Armed with sandbags and tarps, schools in the Conway and Myrtle Beach areas are preparing for flooding in the aftermath of Hurricane Florence.
About 300 sandbags are needed to help protect Palmetto Academy of Learning and Success Charter School from potential flooding. Volunteers, teachers, parents and school staff worked early Thursday morning to fill sandbags and place them around the school building. Teachers worked to move classroom materials to higher parts of their rooms.
Horry County Schools facilities prepared earlier in the week for potential flooding. Lisa Bourcier with HCS said sandbags have been placed at Conway Elementary, Conway High’s field house and the Conway Education Center.

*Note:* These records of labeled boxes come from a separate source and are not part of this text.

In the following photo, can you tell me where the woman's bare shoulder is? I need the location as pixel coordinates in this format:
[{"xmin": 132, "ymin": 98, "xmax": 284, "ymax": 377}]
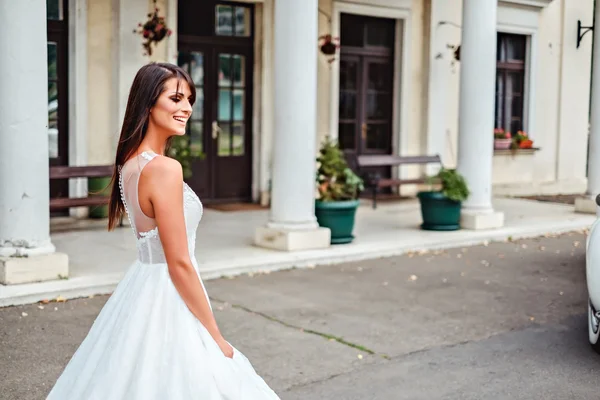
[{"xmin": 143, "ymin": 156, "xmax": 183, "ymax": 183}]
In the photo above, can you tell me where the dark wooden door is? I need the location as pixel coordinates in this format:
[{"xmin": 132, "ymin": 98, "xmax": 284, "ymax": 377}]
[
  {"xmin": 178, "ymin": 0, "xmax": 254, "ymax": 203},
  {"xmin": 179, "ymin": 44, "xmax": 252, "ymax": 202},
  {"xmin": 47, "ymin": 0, "xmax": 69, "ymax": 205},
  {"xmin": 338, "ymin": 14, "xmax": 395, "ymax": 180}
]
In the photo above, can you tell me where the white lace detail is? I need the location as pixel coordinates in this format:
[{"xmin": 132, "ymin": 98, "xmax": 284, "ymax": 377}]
[
  {"xmin": 119, "ymin": 152, "xmax": 204, "ymax": 264},
  {"xmin": 140, "ymin": 151, "xmax": 157, "ymax": 161},
  {"xmin": 119, "ymin": 165, "xmax": 137, "ymax": 238}
]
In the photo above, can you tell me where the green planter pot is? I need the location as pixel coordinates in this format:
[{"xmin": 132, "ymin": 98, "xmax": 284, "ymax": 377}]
[
  {"xmin": 88, "ymin": 177, "xmax": 111, "ymax": 218},
  {"xmin": 315, "ymin": 200, "xmax": 360, "ymax": 244},
  {"xmin": 417, "ymin": 192, "xmax": 462, "ymax": 231}
]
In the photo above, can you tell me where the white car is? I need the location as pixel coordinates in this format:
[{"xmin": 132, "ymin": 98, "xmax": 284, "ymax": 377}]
[{"xmin": 585, "ymin": 195, "xmax": 600, "ymax": 353}]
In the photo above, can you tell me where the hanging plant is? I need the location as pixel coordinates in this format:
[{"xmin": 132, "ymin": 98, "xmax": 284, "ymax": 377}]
[
  {"xmin": 319, "ymin": 34, "xmax": 340, "ymax": 64},
  {"xmin": 133, "ymin": 0, "xmax": 173, "ymax": 55}
]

Amber Rogers, a founding member of PALS, said the Thursday’s work was preventative.
“We’re hoping the building won’t flood,” she said. “We have a resilient parent base and phenomenal teachers.”
The PALS preschool remains for now, but the rest of the school is closed. Rogers said if the building does flood, “we will get it opened as soon as possible.”

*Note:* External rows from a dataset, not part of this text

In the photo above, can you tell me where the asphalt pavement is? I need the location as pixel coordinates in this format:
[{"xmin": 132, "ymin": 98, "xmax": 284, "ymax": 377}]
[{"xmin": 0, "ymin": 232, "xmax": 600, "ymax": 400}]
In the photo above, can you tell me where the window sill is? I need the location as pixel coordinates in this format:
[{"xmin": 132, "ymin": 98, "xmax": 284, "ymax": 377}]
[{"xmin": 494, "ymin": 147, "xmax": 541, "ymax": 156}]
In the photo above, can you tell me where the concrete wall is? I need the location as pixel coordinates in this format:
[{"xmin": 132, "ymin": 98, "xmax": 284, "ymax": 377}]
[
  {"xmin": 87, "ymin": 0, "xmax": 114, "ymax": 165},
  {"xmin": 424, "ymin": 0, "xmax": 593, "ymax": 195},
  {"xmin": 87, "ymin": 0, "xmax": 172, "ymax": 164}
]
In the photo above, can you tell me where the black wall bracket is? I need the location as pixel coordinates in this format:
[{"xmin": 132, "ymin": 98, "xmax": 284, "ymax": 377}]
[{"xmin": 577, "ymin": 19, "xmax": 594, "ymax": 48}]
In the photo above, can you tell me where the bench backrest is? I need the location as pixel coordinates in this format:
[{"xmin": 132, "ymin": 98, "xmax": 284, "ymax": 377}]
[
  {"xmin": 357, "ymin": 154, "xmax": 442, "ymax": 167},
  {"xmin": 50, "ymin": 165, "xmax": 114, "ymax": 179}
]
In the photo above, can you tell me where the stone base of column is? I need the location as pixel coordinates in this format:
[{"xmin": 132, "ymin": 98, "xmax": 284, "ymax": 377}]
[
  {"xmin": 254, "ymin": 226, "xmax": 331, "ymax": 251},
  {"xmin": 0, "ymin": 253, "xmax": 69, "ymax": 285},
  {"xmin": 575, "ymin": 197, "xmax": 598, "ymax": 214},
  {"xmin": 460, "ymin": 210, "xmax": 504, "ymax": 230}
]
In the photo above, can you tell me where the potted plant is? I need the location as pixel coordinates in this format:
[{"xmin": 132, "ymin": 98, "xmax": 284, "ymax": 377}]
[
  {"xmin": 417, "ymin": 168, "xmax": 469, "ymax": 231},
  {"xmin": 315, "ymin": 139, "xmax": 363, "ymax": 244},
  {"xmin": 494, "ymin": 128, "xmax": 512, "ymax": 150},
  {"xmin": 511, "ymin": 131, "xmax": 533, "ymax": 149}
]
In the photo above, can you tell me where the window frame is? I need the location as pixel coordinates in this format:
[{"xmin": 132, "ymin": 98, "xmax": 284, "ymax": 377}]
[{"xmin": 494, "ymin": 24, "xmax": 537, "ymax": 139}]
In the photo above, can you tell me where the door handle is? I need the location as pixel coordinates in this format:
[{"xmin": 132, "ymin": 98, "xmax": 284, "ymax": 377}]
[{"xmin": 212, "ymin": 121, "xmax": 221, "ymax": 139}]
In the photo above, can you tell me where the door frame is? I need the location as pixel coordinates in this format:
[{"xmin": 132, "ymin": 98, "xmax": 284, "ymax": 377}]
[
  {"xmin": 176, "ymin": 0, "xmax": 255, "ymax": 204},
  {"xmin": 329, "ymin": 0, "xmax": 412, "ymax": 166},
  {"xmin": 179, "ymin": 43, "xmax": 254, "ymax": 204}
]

PALS, located on a frontage road off U.S. 17 near the Myrtle Beach airport since 2013, didn’t flood after Hurricane Matthew two years ago. But the building has flooded a few times, including 18 inches after a pipe busted.
Rogers said they could expect up to 5 feet of flooding in the coming days.
Horry County Schools remain closed this week. Three schools are still serving as shelters — Ocean Drive Elementary, North Myrtle Beach High and Loris Elementary.
Students have been out of Horry schools since Sept. 11, three days before Florence made landfall as a Category 1 hurricane. By the end of this week, students will have missed a total of nine school days.
Officials have not made a decision about when missed school days will be made up. HCS canceled its Sept. 24 school board meeting.
The Waccamaw River in Conway and Little Pee Dee in Galivants Ferry are expected to reach major flood levels. The Waccamaw is expected to crest Tuesday or Wednesday, according to the National Weather Service in Wilmington.
Levels could exceed Hurricane Matthew by 2 or 3 feet in the Waccamaw River, with a record level of 17 feet, 9 inches, the NWS reports.